Efficient Bits: February 2014

At 13 years and 4 months the Chemistry Development Kit (CDK) is reasonably mature for a software project. Over the years there have been many changes in development practices as the code base evolved. This post is a departure for the usual algorithms and performance tests and looks at a recent and major change in the CDK development process.

On Monday, Egon, Nina and I made the final alterations that changed the build system from Ant to Maven. This change has been in the works for a long time and has been suggested multiple times. The actually migration has taken about a years worth of planning.

If you want to have a play with the new build system yourself I've put together a brief guide that also describes how to import the project into several popular IDEs - Building CDK. The project README also summarises the command line usage.

I download CDK releases and use it my project, what has changed?

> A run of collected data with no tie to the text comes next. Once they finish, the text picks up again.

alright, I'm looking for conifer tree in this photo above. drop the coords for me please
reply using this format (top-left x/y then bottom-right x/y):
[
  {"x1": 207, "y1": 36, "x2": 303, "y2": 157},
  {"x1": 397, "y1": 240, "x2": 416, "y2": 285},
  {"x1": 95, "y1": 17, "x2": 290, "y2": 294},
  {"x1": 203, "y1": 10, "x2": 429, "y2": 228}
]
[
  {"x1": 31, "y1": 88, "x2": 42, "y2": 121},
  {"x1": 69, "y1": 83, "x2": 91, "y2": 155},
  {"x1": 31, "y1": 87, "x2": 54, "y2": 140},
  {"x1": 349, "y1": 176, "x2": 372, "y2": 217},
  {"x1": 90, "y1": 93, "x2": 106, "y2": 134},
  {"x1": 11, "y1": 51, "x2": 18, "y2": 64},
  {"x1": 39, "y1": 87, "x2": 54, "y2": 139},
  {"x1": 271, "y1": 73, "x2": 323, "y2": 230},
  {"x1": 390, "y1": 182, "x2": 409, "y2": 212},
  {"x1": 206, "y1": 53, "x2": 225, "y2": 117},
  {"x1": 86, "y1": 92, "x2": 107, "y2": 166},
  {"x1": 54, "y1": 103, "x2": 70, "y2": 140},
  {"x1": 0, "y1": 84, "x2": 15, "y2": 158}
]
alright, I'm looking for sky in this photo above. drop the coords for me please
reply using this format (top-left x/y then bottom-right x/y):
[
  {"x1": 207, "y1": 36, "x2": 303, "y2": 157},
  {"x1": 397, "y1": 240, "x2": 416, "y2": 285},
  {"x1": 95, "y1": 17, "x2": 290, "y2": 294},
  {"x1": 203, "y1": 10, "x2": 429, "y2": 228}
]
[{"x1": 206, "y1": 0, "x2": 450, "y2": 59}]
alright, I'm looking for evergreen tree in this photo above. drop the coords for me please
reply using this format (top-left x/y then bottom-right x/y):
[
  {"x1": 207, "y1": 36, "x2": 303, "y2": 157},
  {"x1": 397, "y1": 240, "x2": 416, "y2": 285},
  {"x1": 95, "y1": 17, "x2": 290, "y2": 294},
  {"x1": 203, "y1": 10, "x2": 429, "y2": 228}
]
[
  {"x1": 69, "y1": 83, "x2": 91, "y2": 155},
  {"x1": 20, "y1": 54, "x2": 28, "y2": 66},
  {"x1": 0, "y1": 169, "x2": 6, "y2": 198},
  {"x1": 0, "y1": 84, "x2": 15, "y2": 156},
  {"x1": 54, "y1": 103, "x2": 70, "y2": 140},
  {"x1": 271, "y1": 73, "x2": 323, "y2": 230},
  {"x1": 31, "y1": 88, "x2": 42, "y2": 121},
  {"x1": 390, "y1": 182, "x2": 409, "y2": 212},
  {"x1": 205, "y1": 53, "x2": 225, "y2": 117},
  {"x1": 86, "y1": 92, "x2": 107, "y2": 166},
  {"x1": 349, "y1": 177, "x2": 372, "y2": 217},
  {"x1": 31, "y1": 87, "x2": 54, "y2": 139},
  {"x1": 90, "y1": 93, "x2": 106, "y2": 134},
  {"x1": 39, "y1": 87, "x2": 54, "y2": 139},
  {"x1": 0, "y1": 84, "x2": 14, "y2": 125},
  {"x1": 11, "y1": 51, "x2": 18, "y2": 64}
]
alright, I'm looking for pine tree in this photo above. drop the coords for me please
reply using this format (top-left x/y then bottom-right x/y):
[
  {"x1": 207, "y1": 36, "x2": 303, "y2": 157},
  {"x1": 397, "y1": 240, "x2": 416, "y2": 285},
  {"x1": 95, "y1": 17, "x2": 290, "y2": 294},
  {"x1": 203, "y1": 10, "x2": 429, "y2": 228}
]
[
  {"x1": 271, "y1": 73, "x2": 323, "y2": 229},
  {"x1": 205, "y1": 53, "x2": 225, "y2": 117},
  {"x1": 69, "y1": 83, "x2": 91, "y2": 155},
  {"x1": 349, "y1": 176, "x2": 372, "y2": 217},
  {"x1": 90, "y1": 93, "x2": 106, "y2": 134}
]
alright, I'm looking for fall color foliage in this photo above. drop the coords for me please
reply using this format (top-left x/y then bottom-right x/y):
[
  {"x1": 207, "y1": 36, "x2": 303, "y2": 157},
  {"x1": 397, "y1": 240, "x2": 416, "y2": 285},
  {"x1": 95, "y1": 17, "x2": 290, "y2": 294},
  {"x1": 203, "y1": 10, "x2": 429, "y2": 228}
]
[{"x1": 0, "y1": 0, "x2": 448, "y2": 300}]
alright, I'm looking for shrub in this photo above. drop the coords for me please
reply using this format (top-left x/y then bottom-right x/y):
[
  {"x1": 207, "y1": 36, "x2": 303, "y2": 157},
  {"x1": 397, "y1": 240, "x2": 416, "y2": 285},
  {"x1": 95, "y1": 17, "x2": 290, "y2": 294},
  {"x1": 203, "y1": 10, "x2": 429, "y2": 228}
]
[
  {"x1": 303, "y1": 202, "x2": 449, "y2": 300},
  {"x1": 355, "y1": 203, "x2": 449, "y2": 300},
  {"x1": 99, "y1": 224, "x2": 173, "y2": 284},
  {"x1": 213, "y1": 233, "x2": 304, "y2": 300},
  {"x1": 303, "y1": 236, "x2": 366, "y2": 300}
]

If you are using the CDK as a dependancy you should not notice any difference. The library and bundled dependencies will still be distributed at each release. If you are also using maven then CDK module artefacts have been deployed for last few releases. These are by far the easiest way to use the library as dependency versioning is managed maven and newer releases can be automatically downloaded. Please see the project README for repository details.

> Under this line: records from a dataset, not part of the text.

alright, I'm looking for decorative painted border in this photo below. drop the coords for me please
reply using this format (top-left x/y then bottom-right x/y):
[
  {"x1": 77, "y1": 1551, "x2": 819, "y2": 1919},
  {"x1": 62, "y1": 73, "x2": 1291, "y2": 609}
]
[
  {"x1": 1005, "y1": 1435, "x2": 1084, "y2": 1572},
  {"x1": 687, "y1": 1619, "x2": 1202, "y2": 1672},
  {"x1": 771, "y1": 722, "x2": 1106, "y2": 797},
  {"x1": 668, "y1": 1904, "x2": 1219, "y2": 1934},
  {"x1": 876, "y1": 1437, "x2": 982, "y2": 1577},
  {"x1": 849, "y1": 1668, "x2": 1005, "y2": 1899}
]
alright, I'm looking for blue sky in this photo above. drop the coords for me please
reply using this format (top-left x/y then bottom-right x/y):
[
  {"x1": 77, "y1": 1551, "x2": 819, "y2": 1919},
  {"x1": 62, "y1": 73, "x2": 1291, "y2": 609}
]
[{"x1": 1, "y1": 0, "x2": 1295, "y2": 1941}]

I build the CDK source and use it my project, what has changed?

The source code is now built with maven - the README summarises the steps. As with releases, SNAPSHOT artefacts will be deployed to a remote repository (currently EBI).

I have modifications to the CDK that I apply, what has changed?

If your patches are Git commits then these can still be applied. Git will sort out and use the correct file locations to any modified files. If the patch creates new files these will need to be moved manually to the correct location.

CDK Modules in Dec 2013 - Egon W, Bits of Blah

Existing project structure

Prior to Monday the project code was organised under a single root folder. The Ant build would then read instructions in the source code and assemble the modules during compilation. This approach allowed progressive partition the code into modules over an extended period. Without this system we would not have be able to convert to maven at all.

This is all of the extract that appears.